The flowchart for study selection.

Data extraction

Two authors (DZ and JX) will independently extract the following information from the included studies: publication date, countries, participants’ age and gender, educational levels, intervention measures, duration of intervention, sample size of each group and outcomes. Disagreements will be discussed with a third author (YW).

Risk of bias assessment

Two authors (DZ and JX) will independently assess the risk of bias using the Cochrane Collaboration tool, which contains the following items: (1) selection bias: random sequence generation and allocation concealment; (2) performance bias: blinding of participants and personnel; (3) detection bias: blinding of outcome assessment; (4) attrition bias: incomplete outcome data and (5) reporting bias: selective reporting. The results for each item will be graded as ‘low’, ‘high’ or ‘unclear’. Disagreements will be discussed with a third author (YW).

Statistical analysis

Statistical analysis will be performed using RevMan V.5.4 software. Continuous variables will be summarised as mean differences with 95% CIs, while dichotomous variables will be presented as risk ratios with 95% CIs. The I2 test will be used to determine the statistical heterogeneity. According to the statistical heterogeneity, we will synthesise the data either by a fixed-effect model (I2<50%) or by a random-effect model (I2>50%). Subgroup analysis and meta-regression will be used to identify the source of heterogeneity if I2 is >50%. Sensitivity analyses will be further conducted to assess whether the pooled results are reliable. A p value of <0.05 indicated statistical significance. The Grading of Recommendation, Assessment, Development and Evaluation (GRADE) approach will be applied to assess the quality of the evidence for each outcome.

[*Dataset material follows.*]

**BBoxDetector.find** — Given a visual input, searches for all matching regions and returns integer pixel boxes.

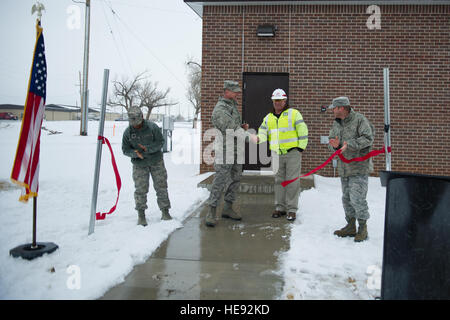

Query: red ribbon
[95,136,122,220]
[281,147,391,187]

Patient and public involvement

None.

Ethics and dissemination

Ethical approval is not required for this protocol. We will submit the results to a peer-reviewed journal when finished.

Discussion

Currently, several meta-analyses have provided synthesised evidence that the flipped classroom teaching model is superior to traditional methods for education in various disciplines.3–5 20–24 An increasing number of studies have recently investigated the effects of the flipped classroom teaching model on anaesthesiology residents. However, no systematic reviews or meta-analyses are currently available; therefore, we aim to perform this protocol of systematic review and meta-analysis to determine whether the flipped classroom teaching model is better than traditional methods in education for anaesthesiology residents. Several limitations should be considered. First, high heterogeneity might exist among the included studies because of differences in the study region, study duration, learning content, outcome assessment criterion, skill performance type and educational level. Therefore, subgroup analysis and meta-regression will be conducted to explore the source of heterogeneity and determine the influence of different factors on the effects of the flipped classroom teaching model on anaesthesiology residents. Second, the number of included RCTs and the sample size might be relatively small, which will influence the reliability of the pooled results; therefore, we will use the GRADE approach to assess the quality of evidence for each outcome. Finally, we will only include studies written in English or Chinese, which can cause a high publication bias.